Selain itu, Musim Mas mengklaim telah melakukan kajian Nilai Konservasi Tinggi (NKT) sejak tahun 2007 sebagai bagian dari upaya menjaga kelestarian lingkungan hidup, termasuk perlindungan kawasan sempadan sungai dengan melibatkan pemerintah daerah dan masyarakat sekitar.

Sebelumnya, Ditreskrimsus Polda Riau menetapkan PT Musim Mas sebagai tersangka korporasi atas dugaan perusakan lingkungan di kawasan sempadan Sungai Air Hitam, anak Sungai Nilo, tepatnya di Estate IV Divisi F PT MM, Desa Air Hitam, Kecamatan Ukui, Kabupaten Pelalawan.
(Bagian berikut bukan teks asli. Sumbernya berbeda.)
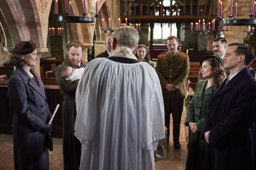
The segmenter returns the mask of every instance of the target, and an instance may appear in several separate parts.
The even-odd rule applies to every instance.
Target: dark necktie
[[[227,82],[226,82],[226,84],[225,84],[225,85],[228,84],[228,83],[229,81],[229,79],[230,78],[230,77],[229,77],[228,78],[228,80],[227,81]]]

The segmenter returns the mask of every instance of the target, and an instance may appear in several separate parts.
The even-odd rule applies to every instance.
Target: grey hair
[[[107,44],[107,41],[108,41],[108,39],[109,38],[112,38],[112,36],[109,36],[108,37],[107,37],[107,38],[106,38],[106,40],[105,40],[105,44]]]
[[[112,37],[118,44],[130,48],[136,48],[139,39],[138,32],[130,26],[123,26],[117,28],[112,34]]]

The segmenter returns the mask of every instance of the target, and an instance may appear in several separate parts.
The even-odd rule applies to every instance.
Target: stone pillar
[[[207,51],[213,51],[213,40],[214,38],[213,35],[207,35],[207,39],[208,40]]]

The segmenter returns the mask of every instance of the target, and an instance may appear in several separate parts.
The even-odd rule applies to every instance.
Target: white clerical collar
[[[109,52],[109,51],[108,51],[108,50],[106,50],[106,51],[107,51],[107,53],[108,53],[108,54],[109,54],[109,56],[110,55],[110,54],[111,54],[111,52]]]
[[[132,54],[131,50],[128,47],[122,46],[119,47],[116,50],[111,53],[109,57],[123,57],[136,60],[138,60],[135,56]]]
[[[234,74],[234,75],[233,75],[232,76],[230,76],[230,77],[229,78],[229,81],[230,81],[230,80],[231,80],[231,78],[233,78],[233,77],[235,77],[235,76],[236,75],[237,75],[237,73],[238,73],[239,72],[240,72],[240,71],[241,71],[241,70],[240,70],[240,71],[239,71],[238,72],[237,72],[237,73],[236,73],[236,74]],[[230,74],[229,75],[230,76],[230,75],[230,75]]]
[[[222,55],[222,56],[221,57],[220,57],[220,58],[221,58],[221,59],[222,59],[222,58],[223,58],[223,57],[224,57],[224,56],[225,56],[225,55],[226,55],[226,54],[225,54],[225,53],[224,53],[224,55]]]

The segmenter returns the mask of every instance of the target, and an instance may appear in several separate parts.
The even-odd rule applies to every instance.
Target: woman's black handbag
[[[52,151],[53,150],[53,145],[52,144],[52,138],[51,136],[51,133],[47,133],[46,134],[45,143],[50,151]]]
Direktur Reserse Kriminal Khusus Polda Riau, Ade Kuncoro Wahyu, menyebut penetapan tersangka dilakukan setelah proses penyelidikan selama kurang lebih empat bulan dengan melibatkan pendekatan scientific crime investigation (SCI).

Dalam proses tersebut, penyidik menggandeng delapan ahli dari berbagai bidang, di antaranya ahli pengukuran dan pemetaan, ahli kawasan hutan, ahli sumber daya air, ahli kerusakan tanah dan lingkungan, hingga ahli hukum pidana. Selain itu, polisi juga telah memeriksa sebanyak 13 orang saksi.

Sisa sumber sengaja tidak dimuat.